Pôles de compétitivité: Naissance des premiers clusters algériens

Créés à l’initiative de l’État (cluster de l’industrie mécanique de Constantine, clusters de l’automobile et de l’industrie chimique d’Oran) ou de divers opérateurs privés (cluster de l’industrie des boissons de Béjaia, de la mécanique de précision de Jijel, des cosmétiques à Blida et beaucoup d’autres en gestation), les pôles de compétitivité communément appelés « clusters », se mettent progressivement en place. De créations récentes, ils font leurs premiers pas dans un environnement qui n’est, il est vrai, pas encore prêt à les recevoir. La bataille pour se faire admettre par des entreprises habituées à travailler seules et des universités qui leur ont longtemps tourné le dos sera dure mais, pas du tout, impossible estiment les pionniers des clusters algériens qui ont déjà réussi la gageure de convaincre de nombreuses entreprises à les suivre dans cette palpitante aventure de l’entrepreneuriat collaboratif.

Établir des synergies durables entre des entreprises qui n’ont jamais eu l’habitude de participer à des projets communs et, encore moins, de travailler avec des universités qui leurs avaient, il est vrai, longtemps tournés le dos, n’est effectivement pas facile, mais le pari mérite d’être engagé dans cette démarche pragmatique qui a beaucoup apporté aux entreprises dans les pays qui en ont fait l’expérience. Des universités comme celle de Bejaia, de Tizi-Ouzou et l’École National Polytechnique d’Alger, sont sans doute celles qui contribuent le plus concrètement à la naissance de clusters algériens.

Identifié à un territoire, une région ou au pays tout entier, les pôles de compétitivité visent à créer les meilleures conditions possibles de collaboration entre des entreprises d’une même filière et les milieux du savoir (universités et centres de recherche) en mesure de promouvoir des innovations multiformes et des formations conformes aux attentes des entreprises insérées dans des pôles de compétitivité.

Les clusters qui viennent de voir le jour à l’initiative d’opérateurs privés ont pris la forme de Groupements d’Intérêt Économique (GIC), une forme juridique très souple qui permet à l’entité créée d’être opérationnelle dés sa constitution par quelques membres fondateurs et de s’élargir au gré de l’intégration de nouveaux adhérents. La capitalisation de ces Groupements se fait au moyen des cotisations modulées en fonction de l’opulence financière des entreprises concernées. A titre d’exemple une Start’up qui vient de démarrer ne paiera que 50.000 dinars par an.
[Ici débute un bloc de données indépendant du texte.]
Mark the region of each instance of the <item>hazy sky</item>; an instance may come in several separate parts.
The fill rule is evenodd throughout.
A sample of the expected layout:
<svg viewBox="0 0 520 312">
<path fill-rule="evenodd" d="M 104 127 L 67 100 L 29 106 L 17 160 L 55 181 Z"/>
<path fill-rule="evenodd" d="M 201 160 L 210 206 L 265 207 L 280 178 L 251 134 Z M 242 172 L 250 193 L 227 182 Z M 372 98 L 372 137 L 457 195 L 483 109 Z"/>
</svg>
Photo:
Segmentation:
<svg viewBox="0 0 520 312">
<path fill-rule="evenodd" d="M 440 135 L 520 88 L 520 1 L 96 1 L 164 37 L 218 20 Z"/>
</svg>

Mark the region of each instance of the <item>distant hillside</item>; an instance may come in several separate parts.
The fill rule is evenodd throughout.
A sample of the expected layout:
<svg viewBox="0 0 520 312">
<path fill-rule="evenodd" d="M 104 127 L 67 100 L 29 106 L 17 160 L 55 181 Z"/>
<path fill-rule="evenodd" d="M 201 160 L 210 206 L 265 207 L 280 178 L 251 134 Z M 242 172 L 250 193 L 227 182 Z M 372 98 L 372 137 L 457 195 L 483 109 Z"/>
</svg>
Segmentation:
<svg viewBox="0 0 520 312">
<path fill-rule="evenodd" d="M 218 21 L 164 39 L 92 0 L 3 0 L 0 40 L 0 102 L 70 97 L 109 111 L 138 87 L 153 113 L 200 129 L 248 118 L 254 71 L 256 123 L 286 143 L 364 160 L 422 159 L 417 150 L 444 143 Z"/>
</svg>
Le souci premier d’un cluster est l’innovation, cette incontournable exigence à défaut de laquelle les entreprises adhérentes souffriraient d’une insuffisance de compétitivité qui les exclurait des marchés extérieurs. Ce sont les universités et les centres de recherche partenaires des clusters qui les aideront par des actions multiformes à améliorer leur compétitivité au moyen de l’innovation de leur management, de leurs produits ou de leurs services, le but étant de les rendre plus aptes à exporter. Les universités et les centres de recherche auront également vocation à dispenser dans les clusters des formations qui collent à la réalité et, autant que possible, les aider à conduire et capitaliser les changements à opérés à l’intérieur des pôles de compétitivité. La maîtrise des langues étrangères est, à ce titre, nécessaire estiment les responsables des premiers clusters algériens car, affirment-ils, ces derniers se doivent de travailler à l’international pour mieux capter les innovations déjà effectuées et accroître au moyen du marketing effectué généralement en langue anglaise, leurs parts de marché à l’étranger.

Conscient que les clusters sont, dans l’état actuel de la législation, limités dans leurs actions, le gouvernement algérien vient d’étoffer l’arsenal juridique régissant les pôles de compétitivité avec notamment la promulgation de la nouvelle loi sur les PME et celle relative à la qualité. Les dispositions visant à encadrer et stimuler la sous-traitance (création d’un département de la sous-traitance au sein de l’ANDPME) sont également de nature à favoriser le travail collectif et innovant appelé à se développer dans les clusters. Les clarifications juridiques et les mesures incitatives apportées par la nouvelle loi sur les PME, devraient convaincre les entrepreneurs les plus récalcitrants de se lancer dans l’aventure des clusters. Quatre nouveaux projets sont, d’ores et déjà, formulés dans des filières aussi diverses que les cosmétiques, l’agroalimentaire, l’électronique et l’informatique.